3.1 CUDA Visual Profiler
Before discussing our optimizations, we want to quickly emphasize the importance of profiling the CUDA code in order
to identify bottlenecks and inefficient code. Throughout our effort to port the algorithm to the GPU, we routinely made
use of the CUDA Visual Profiler (CVP), which provides a highly detailed report on the number of times operations
occurred, together with the amount of time they took to complete. Many other statistics are also included on a per-kernel
basis, such as the occupancy, registers used, and number of instructions issued. In particular, the GPU Time Height Plot,
shown in figure 1, illustrates with a bar chart how long each kernel and memory copy operation took to complete,
thereby quickly highlighting which operations should be optimized first. In this snapshot, the second, third, and last bars
show the time it takes to copy data to and from the GPU. The remaining bars, which are all roughly the same
magnitude, highlight the running times for all of the kernels in our implementation. After the I/O operations, the next
highest bars are all from kernels executed by the CUFFT library, and thus outside of our control. The next kernel for us
to optimize would be “compute_out” which is called once per iteration of the algorithm, and whose purpose is to
perform the final computations when solving for x. In the left column of the figure, the number of times (i.e. sessions)
that we executed the profiler and saved the output (up to this point) is shown to be 23. CVP is a great help in identifying
your bottlenecks and illustrating any performance improvements that result from code changes. It should be used often.
Figure 1: The CUDA Visual Profiler time height plot.
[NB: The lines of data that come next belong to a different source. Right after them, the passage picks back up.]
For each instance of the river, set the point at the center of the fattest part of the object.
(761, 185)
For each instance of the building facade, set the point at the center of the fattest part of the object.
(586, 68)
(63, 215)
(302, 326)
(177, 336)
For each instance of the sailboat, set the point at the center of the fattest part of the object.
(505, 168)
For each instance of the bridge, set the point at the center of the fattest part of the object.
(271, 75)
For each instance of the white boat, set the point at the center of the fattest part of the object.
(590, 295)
The second, third, and last bars plot the time
(microseconds) to copy the data to and from the GPU. All other bars represent each of the kernels executed.
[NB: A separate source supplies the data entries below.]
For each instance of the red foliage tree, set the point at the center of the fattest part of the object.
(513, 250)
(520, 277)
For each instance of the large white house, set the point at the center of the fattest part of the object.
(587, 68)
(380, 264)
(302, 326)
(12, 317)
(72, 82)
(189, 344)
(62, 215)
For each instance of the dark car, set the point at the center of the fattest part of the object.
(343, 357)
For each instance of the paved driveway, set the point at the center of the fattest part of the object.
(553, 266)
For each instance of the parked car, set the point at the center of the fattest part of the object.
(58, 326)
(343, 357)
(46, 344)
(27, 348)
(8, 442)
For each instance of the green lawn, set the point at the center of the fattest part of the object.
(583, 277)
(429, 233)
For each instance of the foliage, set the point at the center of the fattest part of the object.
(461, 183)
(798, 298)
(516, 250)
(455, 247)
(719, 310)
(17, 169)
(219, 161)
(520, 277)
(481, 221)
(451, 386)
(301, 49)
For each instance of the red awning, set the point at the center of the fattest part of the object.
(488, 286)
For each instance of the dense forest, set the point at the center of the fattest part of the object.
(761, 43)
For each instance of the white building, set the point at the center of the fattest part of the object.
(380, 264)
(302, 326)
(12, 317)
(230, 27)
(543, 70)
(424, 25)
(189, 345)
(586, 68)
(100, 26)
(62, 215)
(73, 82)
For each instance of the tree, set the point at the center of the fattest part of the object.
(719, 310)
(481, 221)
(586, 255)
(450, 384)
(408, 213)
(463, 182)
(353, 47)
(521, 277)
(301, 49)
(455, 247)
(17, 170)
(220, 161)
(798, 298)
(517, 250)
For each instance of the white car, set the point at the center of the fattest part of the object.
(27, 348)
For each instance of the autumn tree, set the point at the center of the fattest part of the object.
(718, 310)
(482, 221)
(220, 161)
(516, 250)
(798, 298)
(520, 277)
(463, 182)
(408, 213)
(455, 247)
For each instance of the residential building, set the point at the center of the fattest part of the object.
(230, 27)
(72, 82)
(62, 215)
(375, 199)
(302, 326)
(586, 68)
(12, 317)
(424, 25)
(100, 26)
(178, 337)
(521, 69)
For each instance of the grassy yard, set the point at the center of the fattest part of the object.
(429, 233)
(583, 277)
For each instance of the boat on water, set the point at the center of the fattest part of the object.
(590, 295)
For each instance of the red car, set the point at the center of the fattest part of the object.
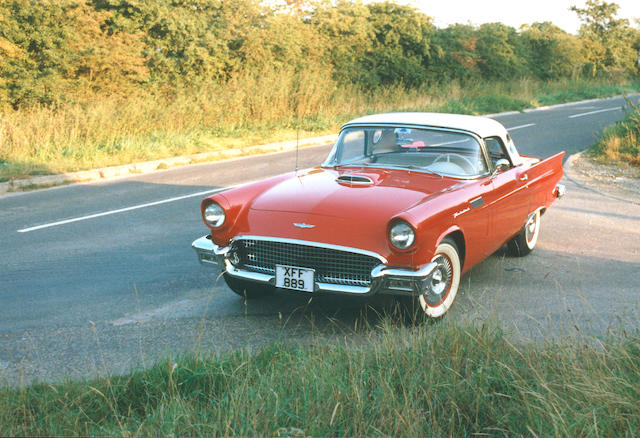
(404, 204)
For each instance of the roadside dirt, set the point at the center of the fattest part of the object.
(618, 180)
Figure 2: The CUDA Visual Profiler time summary plot. After padding the images to be a power of two, the
four most time consuming kernels are all within the CUFFT library, and occupy 47% of the total time.
3.2 CUFFT library
The CUFFT library is Nvidia’s parallel implementation of the Fast Fourier Transform on the GPU. The library contains
several algorithms for FFT each with different accuracy and performance capabilities, based upon the size of the input
data. Although the CUFFT library supports single and double precision, real and complex values, and forward and
backward transformations, it does have a few limitations. Two and three-dimensional transforms must contain fewer
than 16384 elements in each dimension, and the limit for one-dimensional transforms is about 8 million elements, which
equates to an image that is roughly 2800x2800 pixels. Bases on some initial experiments, 1D transforms were slightly
faster than 2D transforms, and thus were used in our implementation of the Krishnan-Fergus algorithm.
In our initial implementation, we simply called the FFT routines with data whose size was based upon the original input
image, e.g., 710 pixels wide by 470 pixels high. Because the CUFFT library is optimized for transform sizes that are
powers of small prime factors, e.g. powers of two, we then tried padding the original image (and necessarily all
associated blur kernels and filters), to be the next largest power of two in each dimension. In the example above, the
new padded image was 1024 pixels wide by 512 pixels high, an increase of over 57% in the total number of pixels.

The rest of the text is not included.